# made a custom DIY small softbox for my speedlight



## matthewo (Mar 6, 2012)

i didnt want to spend money on one of those softboxs you can put on your speed light so i made one myself just to see if it was even worth having.  it actually does work decently.  i used cardboard and two layers of wax paper, along with reflective foil. on both sides.  i may spray the whole outside with plasti dip, to give it a black coating.


----------



## Tee (Mar 6, 2012)

Fun!  How are the results?


----------



## 2WheelPhoto (Mar 6, 2012)

Nice !


----------



## matthewo (Mar 6, 2012)

it works pretty good.  the sb-24 isnt the best flash for upclose photography cause it only goes down to 1/16th power, but works fine at subjects 5 or more feet away.  i will end up just using two sb-24s and using them as off camera flashes on a lightstand with a large softbox or umbrellas, with wireless triggers.  but for right now this little softbox does help a little.  not bad for free.  

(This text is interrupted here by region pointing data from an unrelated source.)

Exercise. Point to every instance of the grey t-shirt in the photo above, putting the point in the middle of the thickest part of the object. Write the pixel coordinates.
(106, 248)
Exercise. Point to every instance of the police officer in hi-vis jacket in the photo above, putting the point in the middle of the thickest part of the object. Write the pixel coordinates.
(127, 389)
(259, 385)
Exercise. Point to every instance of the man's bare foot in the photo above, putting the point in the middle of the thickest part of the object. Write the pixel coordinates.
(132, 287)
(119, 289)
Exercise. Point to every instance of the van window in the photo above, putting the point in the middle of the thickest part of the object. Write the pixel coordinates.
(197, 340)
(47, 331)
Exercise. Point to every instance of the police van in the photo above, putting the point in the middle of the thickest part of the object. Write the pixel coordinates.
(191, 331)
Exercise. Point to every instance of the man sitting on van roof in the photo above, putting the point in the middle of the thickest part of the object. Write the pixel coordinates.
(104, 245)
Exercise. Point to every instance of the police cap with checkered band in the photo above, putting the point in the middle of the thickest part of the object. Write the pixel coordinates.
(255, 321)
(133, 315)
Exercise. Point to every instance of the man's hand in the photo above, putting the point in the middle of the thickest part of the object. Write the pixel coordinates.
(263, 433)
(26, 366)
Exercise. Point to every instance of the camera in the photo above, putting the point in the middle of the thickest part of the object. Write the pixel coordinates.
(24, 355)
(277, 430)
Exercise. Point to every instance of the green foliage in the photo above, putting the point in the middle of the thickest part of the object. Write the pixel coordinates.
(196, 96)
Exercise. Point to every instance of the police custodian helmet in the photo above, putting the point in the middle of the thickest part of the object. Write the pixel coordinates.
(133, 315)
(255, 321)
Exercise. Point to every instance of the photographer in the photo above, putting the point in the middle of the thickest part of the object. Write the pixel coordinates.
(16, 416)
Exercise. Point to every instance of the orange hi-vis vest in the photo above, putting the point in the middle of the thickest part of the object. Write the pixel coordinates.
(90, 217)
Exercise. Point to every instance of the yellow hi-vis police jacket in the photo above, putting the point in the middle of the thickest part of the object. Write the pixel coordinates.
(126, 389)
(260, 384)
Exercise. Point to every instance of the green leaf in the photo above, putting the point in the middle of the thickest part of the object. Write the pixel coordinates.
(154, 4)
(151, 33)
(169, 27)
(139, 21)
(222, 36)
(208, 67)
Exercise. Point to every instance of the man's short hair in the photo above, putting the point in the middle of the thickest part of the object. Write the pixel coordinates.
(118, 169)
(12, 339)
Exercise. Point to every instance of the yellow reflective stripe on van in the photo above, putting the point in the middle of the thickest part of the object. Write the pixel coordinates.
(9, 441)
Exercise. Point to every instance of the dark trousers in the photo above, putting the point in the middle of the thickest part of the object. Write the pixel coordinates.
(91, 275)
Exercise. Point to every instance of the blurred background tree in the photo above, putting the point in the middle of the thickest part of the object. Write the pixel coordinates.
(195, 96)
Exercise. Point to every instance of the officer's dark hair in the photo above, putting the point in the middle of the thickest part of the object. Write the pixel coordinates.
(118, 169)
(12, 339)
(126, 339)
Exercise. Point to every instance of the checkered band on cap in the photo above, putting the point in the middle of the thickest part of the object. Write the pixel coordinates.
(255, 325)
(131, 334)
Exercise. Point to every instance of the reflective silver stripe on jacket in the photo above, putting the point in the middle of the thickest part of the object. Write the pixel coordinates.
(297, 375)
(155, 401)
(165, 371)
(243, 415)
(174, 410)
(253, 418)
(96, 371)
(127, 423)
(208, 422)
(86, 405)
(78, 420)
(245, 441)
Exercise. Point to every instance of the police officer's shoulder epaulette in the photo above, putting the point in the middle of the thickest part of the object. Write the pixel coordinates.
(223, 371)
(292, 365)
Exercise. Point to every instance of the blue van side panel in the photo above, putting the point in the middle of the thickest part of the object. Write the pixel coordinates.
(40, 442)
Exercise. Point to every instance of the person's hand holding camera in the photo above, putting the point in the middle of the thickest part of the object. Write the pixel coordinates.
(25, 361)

seemed to work really good at 1/16th power at 6 feet with the flash directed right at the subject.


----------



## matthewo (Mar 6, 2012)

i know im using lower end flashes and lighting that can be picked up cheap.  i paid $65 for the sb-24 and i love it, its a great manual flash, i wish it went a little softer, but its not going to be a problem, i know i will probably never need any less then 1/16th when properly used behind an umbrella or in a large softbox.

IMO, i would rather spend my money on good lenses, and camera bodies.  cause a $65 sb-24, is going to perform just as good as a $325 sb-700 as a manual off camera flash.  i would much rather just manually set my power levels on the off camera flashes and fire away.  i will still probably buy one sb-700 for an oncamera flash.


----------



## Mach0 (Mar 6, 2012)

matthewo said:
			
		

> it works pretty good.  the sb-24 isnt the best flash for upclose photography cause it only goes down to 1/16th power, but works fine at subjects 5 or more feet away.  i will end up just using two sb-24s and using them as off camera flashes on a lightstand with a large softbox or umbrellas, with wireless triggers.  but for right now this little softbox does help a little.  not bad for free.
> 
> seemed to work really good at 1/16th power at 6 feet with the flash directed right at the subject.



I have one as well as the sb28. I kinda like the fact that the sb28 goes down to 1/64th. Not bad. I personally don't use it that low but can see a benefit. Plus its smaller if you ever need to mount it on camera.


----------



## matthewo (Mar 6, 2012)

i may buy a sb-28 then instead of another 24.  would be nice to have the extra adjustablity.  the 28s are pretty much the same price anyways.


----------



## Big Mike (Mar 7, 2012)

At much more than 5 feet, you won't get much softening from this.  

Remember that to make light softer, you need to enlarge the light source, relative to the subject.  So the farther away the subject is from the light, the larger the light source has to be.


----------